Denn während die finanzielle Unterstützung aus Washington maximal fünf Jahre laufen soll, verpflichten sich die Empfängerländer dazu, ihre Gesundheitsdaten bis zu 25 Jahre lang mit den USA zu teilen. Dazu kommen länderspezifische Bedingungen. So berichtete die „New York Times“, dass die USA Gelder für Sambia an den Zugang zu Rohstoffen knüpfen wollten.
HIV-Hilfe gegen kritische Mineralien
In einem geleakten Entwurf für ein Memorandum, vorbereitet von Mitarbeitern des Afrika-Referats von Außenminister Rubio, schlägt dieses als Verhandlungstaktik vor, lebensrettende Hilfe für HIV-Infizierte in Sambia zurückzuhalten, um die Regierung dazu zu zwingen, den USA mehr Zugang zu kritischen Mineralien zu gewähren. Ein Abkommen, gegen das Sambia sich bislang wehrt. Auch in Nigeria sind die Gelder an Bedingungen geknüpft und sollen hauptsächlich an christlich geprägte Gesundheitseinrichtungen fließen, obwohl etwa die Hälfte des Landes muslimisch ist.
Das zeigt, was auch Dan Owalla befürchtet: „Schon jetzt werden wir dazu gezwungen, unser Gesundheitswesen nach dem auszurichten, was die USA politisch unterstützen“, kritisiert der kenianische Aktivist. „Das nimmt uns unsere souveräne Entscheidungsgewalt.“ Außerdem könne es dazu führen, dass die Hilfen als Druckmittel verwendet werden.
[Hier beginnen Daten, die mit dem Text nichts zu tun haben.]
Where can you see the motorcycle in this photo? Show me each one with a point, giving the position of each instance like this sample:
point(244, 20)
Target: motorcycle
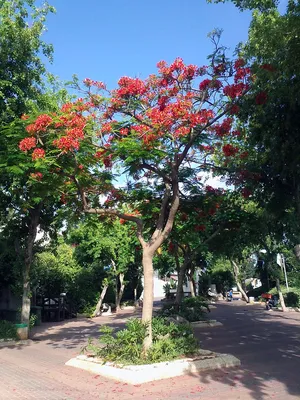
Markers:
point(272, 302)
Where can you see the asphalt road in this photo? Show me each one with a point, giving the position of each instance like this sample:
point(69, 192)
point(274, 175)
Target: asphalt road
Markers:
point(267, 343)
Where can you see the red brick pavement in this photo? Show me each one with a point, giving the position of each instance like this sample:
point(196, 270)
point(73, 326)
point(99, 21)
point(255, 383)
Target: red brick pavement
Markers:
point(267, 343)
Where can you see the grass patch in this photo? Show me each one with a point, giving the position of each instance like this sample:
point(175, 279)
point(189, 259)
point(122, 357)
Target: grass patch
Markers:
point(8, 331)
point(170, 341)
point(192, 309)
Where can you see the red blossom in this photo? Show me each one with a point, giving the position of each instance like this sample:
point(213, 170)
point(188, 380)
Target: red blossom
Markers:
point(235, 90)
point(239, 63)
point(246, 192)
point(38, 176)
point(261, 98)
point(66, 143)
point(223, 128)
point(234, 109)
point(229, 150)
point(200, 228)
point(38, 153)
point(42, 122)
point(27, 144)
point(244, 155)
point(268, 67)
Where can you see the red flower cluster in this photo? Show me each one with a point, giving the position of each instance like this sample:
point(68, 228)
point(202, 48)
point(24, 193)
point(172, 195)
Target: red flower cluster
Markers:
point(261, 98)
point(130, 87)
point(223, 129)
point(235, 90)
point(200, 228)
point(27, 144)
point(239, 63)
point(38, 153)
point(89, 82)
point(268, 67)
point(37, 175)
point(229, 150)
point(66, 143)
point(210, 84)
point(246, 193)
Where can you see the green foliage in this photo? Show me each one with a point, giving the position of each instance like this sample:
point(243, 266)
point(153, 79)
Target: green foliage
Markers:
point(32, 320)
point(170, 341)
point(292, 299)
point(8, 330)
point(21, 28)
point(191, 308)
point(291, 295)
point(262, 5)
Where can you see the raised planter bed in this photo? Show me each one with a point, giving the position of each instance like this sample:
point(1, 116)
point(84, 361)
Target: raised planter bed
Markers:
point(12, 342)
point(137, 374)
point(205, 324)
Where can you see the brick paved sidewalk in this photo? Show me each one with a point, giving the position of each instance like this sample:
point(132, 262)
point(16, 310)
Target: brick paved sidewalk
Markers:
point(267, 343)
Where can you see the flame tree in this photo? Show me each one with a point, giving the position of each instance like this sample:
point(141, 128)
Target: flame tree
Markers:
point(150, 137)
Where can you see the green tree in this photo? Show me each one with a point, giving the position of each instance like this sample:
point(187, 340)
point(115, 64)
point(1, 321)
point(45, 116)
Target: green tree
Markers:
point(154, 131)
point(109, 245)
point(22, 74)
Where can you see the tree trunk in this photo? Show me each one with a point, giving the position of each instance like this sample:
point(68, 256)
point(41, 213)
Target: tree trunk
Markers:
point(148, 297)
point(192, 286)
point(25, 312)
point(180, 282)
point(34, 217)
point(297, 251)
point(100, 301)
point(236, 272)
point(181, 276)
point(281, 299)
point(119, 292)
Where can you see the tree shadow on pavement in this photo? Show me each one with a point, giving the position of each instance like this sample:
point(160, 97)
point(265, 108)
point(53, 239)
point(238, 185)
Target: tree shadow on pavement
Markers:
point(74, 334)
point(268, 346)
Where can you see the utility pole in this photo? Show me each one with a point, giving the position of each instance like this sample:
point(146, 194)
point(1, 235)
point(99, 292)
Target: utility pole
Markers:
point(281, 262)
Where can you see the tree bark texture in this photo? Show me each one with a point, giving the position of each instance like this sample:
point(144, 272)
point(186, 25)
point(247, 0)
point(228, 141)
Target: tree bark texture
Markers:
point(281, 299)
point(148, 297)
point(119, 291)
point(100, 301)
point(180, 282)
point(34, 218)
point(236, 273)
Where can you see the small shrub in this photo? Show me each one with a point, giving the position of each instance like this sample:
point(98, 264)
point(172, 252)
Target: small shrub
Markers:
point(32, 320)
point(170, 341)
point(292, 299)
point(8, 330)
point(191, 308)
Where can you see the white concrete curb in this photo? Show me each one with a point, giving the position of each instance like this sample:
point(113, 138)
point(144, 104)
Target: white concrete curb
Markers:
point(136, 374)
point(6, 343)
point(205, 324)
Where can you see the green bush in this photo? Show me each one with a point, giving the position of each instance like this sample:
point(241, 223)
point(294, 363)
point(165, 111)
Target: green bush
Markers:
point(291, 296)
point(191, 308)
point(170, 341)
point(8, 330)
point(292, 299)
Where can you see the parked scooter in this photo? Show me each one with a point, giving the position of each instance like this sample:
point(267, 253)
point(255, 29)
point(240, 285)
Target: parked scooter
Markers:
point(272, 302)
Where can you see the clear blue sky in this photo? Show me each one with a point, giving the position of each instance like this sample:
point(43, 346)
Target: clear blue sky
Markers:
point(106, 39)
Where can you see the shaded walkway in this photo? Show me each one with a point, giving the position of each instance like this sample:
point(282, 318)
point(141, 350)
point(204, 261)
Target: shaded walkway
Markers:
point(268, 345)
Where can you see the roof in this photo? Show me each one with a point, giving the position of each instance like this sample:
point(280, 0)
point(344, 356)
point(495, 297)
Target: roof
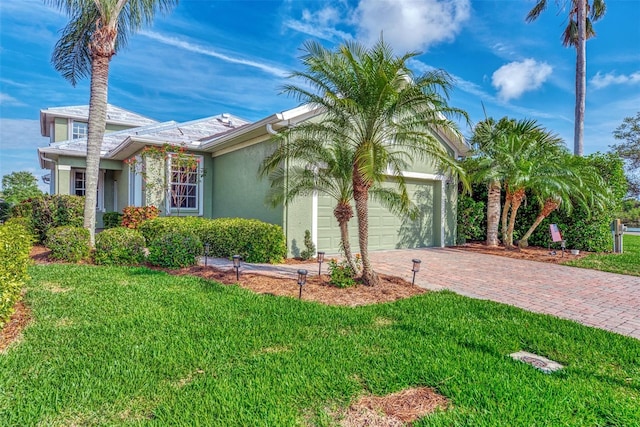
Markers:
point(115, 115)
point(119, 144)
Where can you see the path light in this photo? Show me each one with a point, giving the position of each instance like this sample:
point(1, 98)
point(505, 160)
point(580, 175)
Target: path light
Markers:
point(302, 279)
point(415, 269)
point(236, 265)
point(320, 261)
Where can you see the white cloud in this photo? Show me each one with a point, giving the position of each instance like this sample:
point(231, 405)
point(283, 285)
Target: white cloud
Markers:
point(600, 81)
point(172, 41)
point(5, 98)
point(411, 24)
point(516, 78)
point(320, 24)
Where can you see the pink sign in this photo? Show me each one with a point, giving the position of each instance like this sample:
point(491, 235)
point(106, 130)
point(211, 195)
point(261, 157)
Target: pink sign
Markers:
point(555, 233)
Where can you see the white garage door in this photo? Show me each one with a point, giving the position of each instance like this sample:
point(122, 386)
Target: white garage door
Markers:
point(386, 230)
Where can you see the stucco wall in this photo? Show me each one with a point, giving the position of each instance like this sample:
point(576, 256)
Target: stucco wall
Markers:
point(238, 191)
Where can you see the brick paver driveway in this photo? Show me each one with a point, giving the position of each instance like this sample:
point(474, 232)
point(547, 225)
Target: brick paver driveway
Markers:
point(604, 300)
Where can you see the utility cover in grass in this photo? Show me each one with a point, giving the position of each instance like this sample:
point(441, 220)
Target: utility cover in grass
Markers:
point(539, 362)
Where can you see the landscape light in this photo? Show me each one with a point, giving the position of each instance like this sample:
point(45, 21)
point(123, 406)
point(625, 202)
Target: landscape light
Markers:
point(302, 279)
point(415, 269)
point(236, 265)
point(320, 261)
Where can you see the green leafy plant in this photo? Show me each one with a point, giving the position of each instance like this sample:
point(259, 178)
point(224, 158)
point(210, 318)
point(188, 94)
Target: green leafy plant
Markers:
point(119, 246)
point(342, 274)
point(69, 243)
point(15, 245)
point(133, 216)
point(254, 240)
point(175, 250)
point(47, 212)
point(112, 219)
point(310, 248)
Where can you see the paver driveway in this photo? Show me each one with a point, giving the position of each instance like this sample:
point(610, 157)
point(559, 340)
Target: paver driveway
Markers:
point(604, 300)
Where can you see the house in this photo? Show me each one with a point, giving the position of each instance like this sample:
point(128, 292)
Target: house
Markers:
point(229, 151)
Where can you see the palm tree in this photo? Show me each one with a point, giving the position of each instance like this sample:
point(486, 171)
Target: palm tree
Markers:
point(375, 104)
point(300, 167)
point(95, 32)
point(579, 29)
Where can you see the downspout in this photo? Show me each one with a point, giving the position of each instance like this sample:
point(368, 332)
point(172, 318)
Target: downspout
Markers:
point(55, 175)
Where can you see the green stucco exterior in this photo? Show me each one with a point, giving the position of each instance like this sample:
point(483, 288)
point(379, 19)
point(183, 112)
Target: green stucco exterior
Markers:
point(238, 191)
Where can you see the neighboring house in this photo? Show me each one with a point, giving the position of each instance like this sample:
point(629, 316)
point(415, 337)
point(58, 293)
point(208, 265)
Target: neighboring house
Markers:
point(230, 151)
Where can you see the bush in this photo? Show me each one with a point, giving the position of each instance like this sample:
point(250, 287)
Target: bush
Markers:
point(175, 250)
point(310, 248)
point(254, 240)
point(48, 212)
point(341, 274)
point(133, 216)
point(471, 220)
point(111, 219)
point(119, 246)
point(68, 243)
point(15, 246)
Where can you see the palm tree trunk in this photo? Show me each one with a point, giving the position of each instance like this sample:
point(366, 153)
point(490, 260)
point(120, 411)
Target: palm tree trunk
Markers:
point(581, 77)
point(95, 134)
point(518, 197)
point(550, 205)
point(361, 198)
point(493, 213)
point(343, 213)
point(505, 218)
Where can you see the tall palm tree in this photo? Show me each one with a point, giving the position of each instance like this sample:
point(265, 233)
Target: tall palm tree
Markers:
point(579, 29)
point(374, 103)
point(95, 32)
point(300, 167)
point(573, 182)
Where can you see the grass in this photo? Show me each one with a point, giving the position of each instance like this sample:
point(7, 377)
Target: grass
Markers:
point(130, 346)
point(627, 262)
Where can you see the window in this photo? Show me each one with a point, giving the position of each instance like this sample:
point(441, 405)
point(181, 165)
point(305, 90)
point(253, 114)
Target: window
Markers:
point(185, 179)
point(79, 183)
point(79, 186)
point(78, 130)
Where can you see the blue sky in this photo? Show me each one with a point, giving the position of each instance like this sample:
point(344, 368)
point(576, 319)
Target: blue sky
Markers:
point(210, 57)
Einige Regierungen weigern sich
Auch Felix Litschauer, Gesundheitsexperte der Hilfsorganisation medico international, sieht die Abkommen kritisch. „Gesundheitsdaten sind die seltenen Erden des Datenmarktes.“ Wer zuerst Zugang habe, verschaffe sich einen entscheidenden Vorsprung bei der Entwicklung von Medikamenten. So habe Südafrika während der Corona-Pandemie die Omikron-Variante als erstes sequenziert und die Daten mit der Welt geteilt. Doch der Impfstoff sei dort lange nicht erhältlich gewesen. Auch deshalb reagierten viele afrikanische Staaten heute besonders sensibel auf den Umgang mit Gesundheitsdaten. Neben Sambia leisten auch andere Länder Widerstand. So haben Simbabwe und Ghana bisher ihre Unterschrift verweigert.
In Kenia hat das Berufungsgericht der Regierung im Mai erlaubt, das Programm vorläufig fortzusetzen. Eine ausführliche Begründung werde zusammen mit dem vollständigen Urteil am 30. Oktober verkündet, erklärten die Richter. Für Dan Owalla ist das ein unzufriedenstellendes Ergebnis, doch aufgrund der kostspieligen Prozesskosten ist fraglich, ob die Organisationen weiter dagegen vorgehen werden.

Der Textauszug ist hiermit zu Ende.